We’ll keep it brief this evening.
It was a foggy morning in New York City. Of course, its proximity to water means that fog is not an uncommon occurance. It’s just part of the deal. The morning of July 28, 1945 was no exception. Visibility in some places was near zero.
As the clocks rolled toward 10:00am, Lt. Col. William Smith was flying his B-25 Mitchell into foggy New York. More at home carrying bombs and bullets, the light bomber was instead carrying a couple of passengers on a routine transport mission from Boston. Seeking to land at LaGuardia Airport, Smith was advised by the tower that visibility was very poor.
Now soldiers, even those in the Air Force, spend their entire career taking orders. They’re told what to do, where to do it, and when to do it. And a soldier’s response is generally, “Yes, sir!” If a soldier fails to obey orders, they’re usually punished. In Lt. Col. Smith’s case, the control tower was not a superior officer. But a recommendation from the tower is, in my opinion, pretty much an order to be followed. I think it’s particularly true when the weather is bad and/or visibility is also bad.

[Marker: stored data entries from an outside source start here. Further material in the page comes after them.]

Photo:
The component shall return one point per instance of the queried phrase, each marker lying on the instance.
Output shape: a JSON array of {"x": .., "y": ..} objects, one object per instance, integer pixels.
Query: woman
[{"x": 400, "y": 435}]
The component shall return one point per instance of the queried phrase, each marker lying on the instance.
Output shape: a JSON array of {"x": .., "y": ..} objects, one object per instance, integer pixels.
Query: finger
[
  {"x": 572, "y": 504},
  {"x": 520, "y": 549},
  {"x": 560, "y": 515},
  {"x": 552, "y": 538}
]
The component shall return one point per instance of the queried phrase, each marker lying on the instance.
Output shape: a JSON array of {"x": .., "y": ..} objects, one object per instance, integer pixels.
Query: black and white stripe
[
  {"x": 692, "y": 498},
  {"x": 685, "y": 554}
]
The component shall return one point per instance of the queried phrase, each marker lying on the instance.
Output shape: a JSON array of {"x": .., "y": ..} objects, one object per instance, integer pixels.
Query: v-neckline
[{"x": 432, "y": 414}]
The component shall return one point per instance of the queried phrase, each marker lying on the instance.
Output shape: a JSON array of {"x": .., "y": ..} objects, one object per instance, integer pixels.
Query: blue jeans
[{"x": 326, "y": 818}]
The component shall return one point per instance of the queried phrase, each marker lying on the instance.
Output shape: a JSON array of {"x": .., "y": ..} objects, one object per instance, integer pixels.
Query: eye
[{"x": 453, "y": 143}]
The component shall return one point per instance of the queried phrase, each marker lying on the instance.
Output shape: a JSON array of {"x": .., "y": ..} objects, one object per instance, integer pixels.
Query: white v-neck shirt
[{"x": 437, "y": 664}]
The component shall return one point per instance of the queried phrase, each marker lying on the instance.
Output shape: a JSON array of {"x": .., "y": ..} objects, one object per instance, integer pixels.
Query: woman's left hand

Lt. Col. William Smith didn’t see it that way. But then, there were several things he didn’t see in the fog, one of which was the Empire State Building. Disregarding the tower’s warning, Smith attempted to land anyways, got disoriented, and flew his Mitchell into the upper floors of the Empire State Building’s north side. He and his two passengers were killed, as were eleven others in the skyscraper.
One of the miraculous survivors was Betty Lou Oliver, a 20-year old elevator operator on the 80th floor. Injured in the crash, she was put on an elevator to be lowered. But as the doors closed, the cables (now weakened) snapped, and she dropped 75 floors, where she crashed in the basement…and lived almost 70 years to tell the tale.
If I’m ever a pilot (and none of you have to worry, because I won’t be), I will always heed the control tower’s advice.
NOTE: Somehow, I got confused on the dates and neglected to publish this piece on time. My apologies.